New report says Microsoft's next console likely to be revealed at E3 2013, Lionhead already developing Fable Next. 










The gap between the launch of Microsoft's original Xbox and the debut of its successor was almost exactly four years. The gap between the company's second and third console launches could end up twice as long. 

 The monolithic Xbox 360 could stand tall for another couple of years.

Develop reports that chip manufacturers and software middleware firms expect the next Xbox to be announced at E3 2013, with a launch following in time for the holidays. This would be an announcement-to-launch timeline similar to the Xbox 360, which was revealed just six months before the console hit retail in November 2005. 

The report also suggests that Lionhead is already at work on "Fable Next" for the forthcoming console. Various other development houses, including EA and Crytek, have also been rumored to have preliminary development hardware. 

These reports follow a recent confirmation that various Microsoft employees are already on the next console team. Several LinkedIn accounts for Microsoft employees listed them as working on the hardware, with Jeff Faulkner pinpointed as creative director on "Xbox Next Gen." 

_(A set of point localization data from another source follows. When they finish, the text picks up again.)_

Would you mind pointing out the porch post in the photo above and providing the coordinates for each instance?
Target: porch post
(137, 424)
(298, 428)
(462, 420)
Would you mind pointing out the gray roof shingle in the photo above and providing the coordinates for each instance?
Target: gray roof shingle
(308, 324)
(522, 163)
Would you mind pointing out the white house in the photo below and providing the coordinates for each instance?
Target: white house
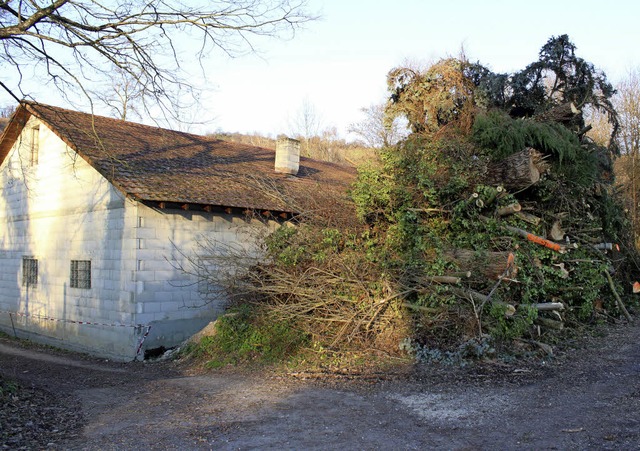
(96, 213)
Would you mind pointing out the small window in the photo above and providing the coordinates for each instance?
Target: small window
(80, 274)
(29, 272)
(35, 146)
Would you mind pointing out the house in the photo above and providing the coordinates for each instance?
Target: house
(97, 214)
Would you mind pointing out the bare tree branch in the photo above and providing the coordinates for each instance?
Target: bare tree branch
(74, 42)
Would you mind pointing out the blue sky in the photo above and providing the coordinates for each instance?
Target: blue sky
(339, 63)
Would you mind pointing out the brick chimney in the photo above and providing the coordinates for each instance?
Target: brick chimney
(287, 155)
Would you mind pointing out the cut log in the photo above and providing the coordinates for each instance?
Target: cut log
(518, 171)
(509, 209)
(556, 233)
(438, 279)
(491, 265)
(528, 217)
(537, 239)
(549, 323)
(619, 302)
(545, 306)
(563, 114)
(510, 310)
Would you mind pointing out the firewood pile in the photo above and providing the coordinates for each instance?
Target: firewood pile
(549, 246)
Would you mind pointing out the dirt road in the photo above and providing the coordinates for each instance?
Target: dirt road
(589, 399)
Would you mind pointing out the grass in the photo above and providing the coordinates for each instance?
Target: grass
(245, 336)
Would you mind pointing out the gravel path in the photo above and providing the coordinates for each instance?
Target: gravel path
(589, 399)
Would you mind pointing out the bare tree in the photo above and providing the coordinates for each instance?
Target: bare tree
(72, 43)
(306, 123)
(373, 129)
(122, 96)
(627, 104)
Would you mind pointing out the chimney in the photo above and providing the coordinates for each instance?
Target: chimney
(287, 155)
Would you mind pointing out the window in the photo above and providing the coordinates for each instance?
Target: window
(80, 274)
(29, 272)
(35, 146)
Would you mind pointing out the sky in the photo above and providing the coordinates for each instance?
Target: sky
(338, 64)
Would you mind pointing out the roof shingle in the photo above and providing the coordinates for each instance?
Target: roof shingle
(155, 164)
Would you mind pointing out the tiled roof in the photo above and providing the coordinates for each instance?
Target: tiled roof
(154, 164)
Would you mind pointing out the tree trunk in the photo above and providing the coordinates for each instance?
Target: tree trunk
(563, 114)
(518, 171)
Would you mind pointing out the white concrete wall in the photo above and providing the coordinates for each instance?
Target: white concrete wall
(169, 299)
(61, 210)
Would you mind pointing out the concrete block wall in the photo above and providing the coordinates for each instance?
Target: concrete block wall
(169, 299)
(56, 211)
(61, 210)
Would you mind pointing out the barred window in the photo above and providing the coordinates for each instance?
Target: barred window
(35, 146)
(80, 274)
(29, 272)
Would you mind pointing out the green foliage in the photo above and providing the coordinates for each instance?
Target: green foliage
(503, 135)
(505, 327)
(242, 335)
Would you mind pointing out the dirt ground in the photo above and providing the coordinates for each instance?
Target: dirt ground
(587, 397)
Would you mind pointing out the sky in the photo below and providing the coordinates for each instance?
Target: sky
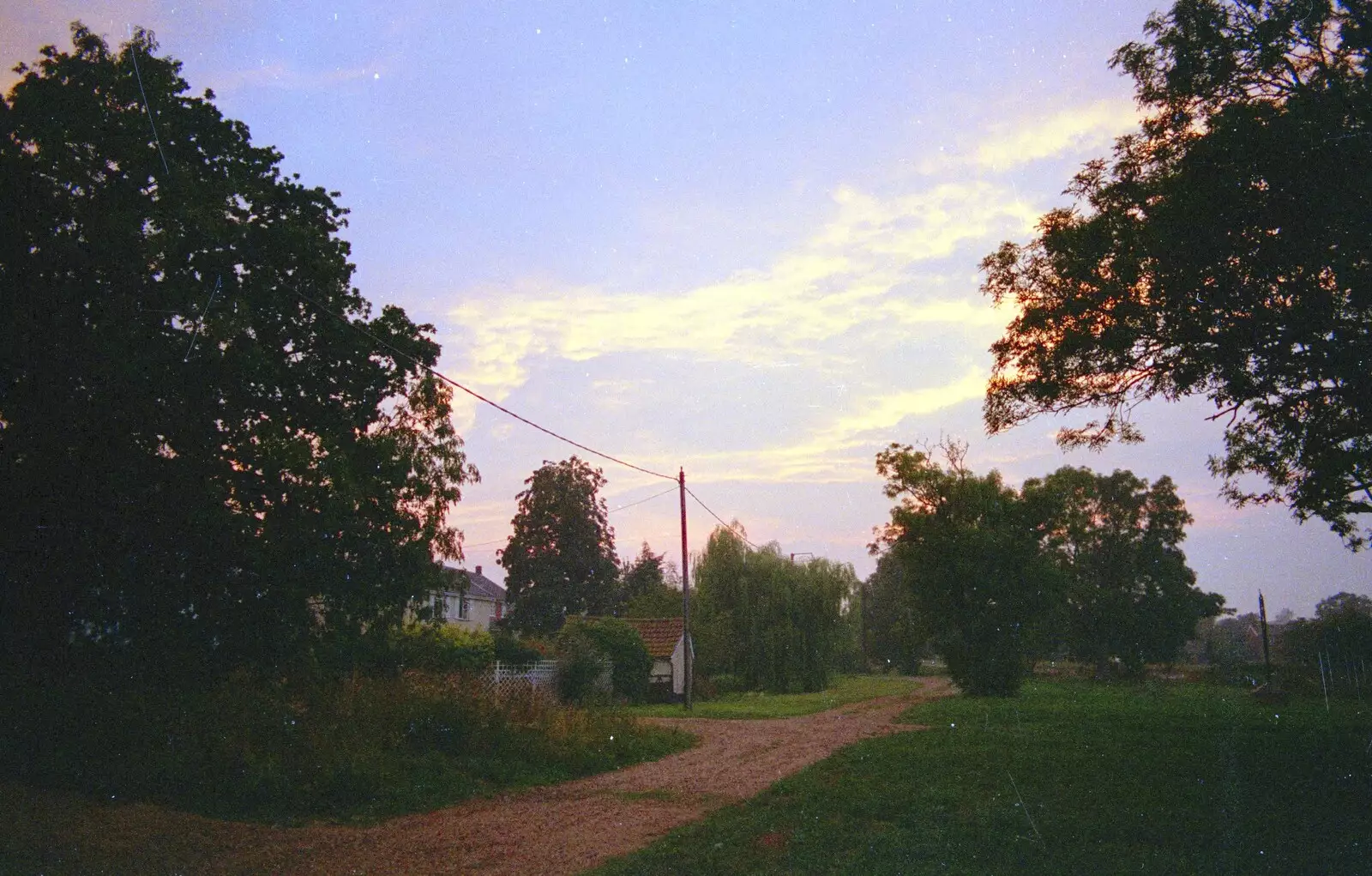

http://www.gamespot.com/xbox360/rpg...xt-xbox-to-launch-in-2013-report#post_comment


----------



## Ares (Nov 23, 2009)

I kinda figured MS would follow the same time frame with there next console as with the 360, just hope it doesn't suffer the same rate of failures as the 360. I would have loved to have both but after having several 360's suffer RROD I gave up so here's looking forward to the next gen.


----------